Living in a remote pastoral area, it used to take more than an hour for Ji to get back home from school. So like most of his classmates from pastoral areas, he has come to this state-run boarding school, and only goes home at the end of every month to see his family.
Hainan is home to 27 ethnic groups, including Tibetan, Mongolian, Han and Hui. Tibetans in particular account for 65 percent of the local population. As many of them live in remote pastoral areas lacking education resources, the local government integrated the original 372 primary and middle schools in the region into 66 in 2005, helping 38,000 students in remote areas relocate to towns with better education facilities.
Striking features
Every year, the local government offers a living allowance of 2,000 yuan ($330) to every student attending Ji school and the students' parents only need to pay 500 yuan ($83). The school also provides the students with free meals.
In the past, Tibetan children were often absent from classes in April and May to dig for an expensive herb called aweto, which could help their families bring in incomes. Nowadays, thanks to the greatly upgraded education quality and remarkably increased living allowance for students, parents take their children to schools voluntarily, according to Hua Bentai, Director of the Education Bureau of Hainan.
The Ethnic Boarding Primary School offers two types of classes, classes taught in Tibetan or in Chinese. Starting in the third grade, as with all pupils across the country, students at the school begin to take English classes.

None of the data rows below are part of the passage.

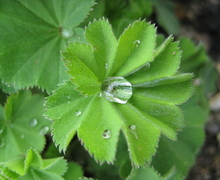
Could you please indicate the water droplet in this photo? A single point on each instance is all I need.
(117, 89)
(106, 65)
(33, 122)
(137, 43)
(44, 130)
(78, 113)
(2, 143)
(132, 129)
(67, 33)
(22, 136)
(106, 134)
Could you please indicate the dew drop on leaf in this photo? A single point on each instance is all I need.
(106, 134)
(44, 130)
(117, 89)
(78, 113)
(99, 94)
(137, 43)
(67, 33)
(33, 122)
(2, 143)
(22, 136)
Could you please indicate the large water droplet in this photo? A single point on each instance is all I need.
(106, 134)
(137, 43)
(44, 130)
(117, 89)
(67, 33)
(78, 113)
(99, 94)
(22, 136)
(2, 143)
(132, 129)
(33, 122)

Students choose which language they want to study in. Generally speaking, students from towns like to take Chinese classes, while those from pastoral areas prefer Tibetan, as for the latter this is the language they use in their daily lives. Students who don't speak Chinese do not need to worry about any possible language barriers in future higher education, either, because the Beijing-based Minzu University of China and Lanzhou-based Northwest University for Nationalities in Gansu Province, among other specialty universities, all offer courses in indigenous languages including Tibetan.
In order to promote Tibetan culture, the school assigns three days' morning exercise to guozhuang, also known as Tibetan Bonfire dancing, every week. Members of the school's drum team also wear traditional Tibetan dress while performing in public.
In Hainan, the No.1 Minority High School is also a boarding school, with a large number of Tibetan students. The school also offers classes in two different languages.
Given that many students in the school grow up in a Tibetan-language environment, teachers spend their extracurricular time translating teaching materials from Chinese into Tibetan, so that Tibetan students can read and learn easily. Most of the materials they translate are math and science textbooks, which pose big challenges to the teachers. Nevertheless, their hard work not only benefits the school, but is also helpful to other high schools in similar situations, as this is the first time that such textbooks have been translated into the Tibetan language.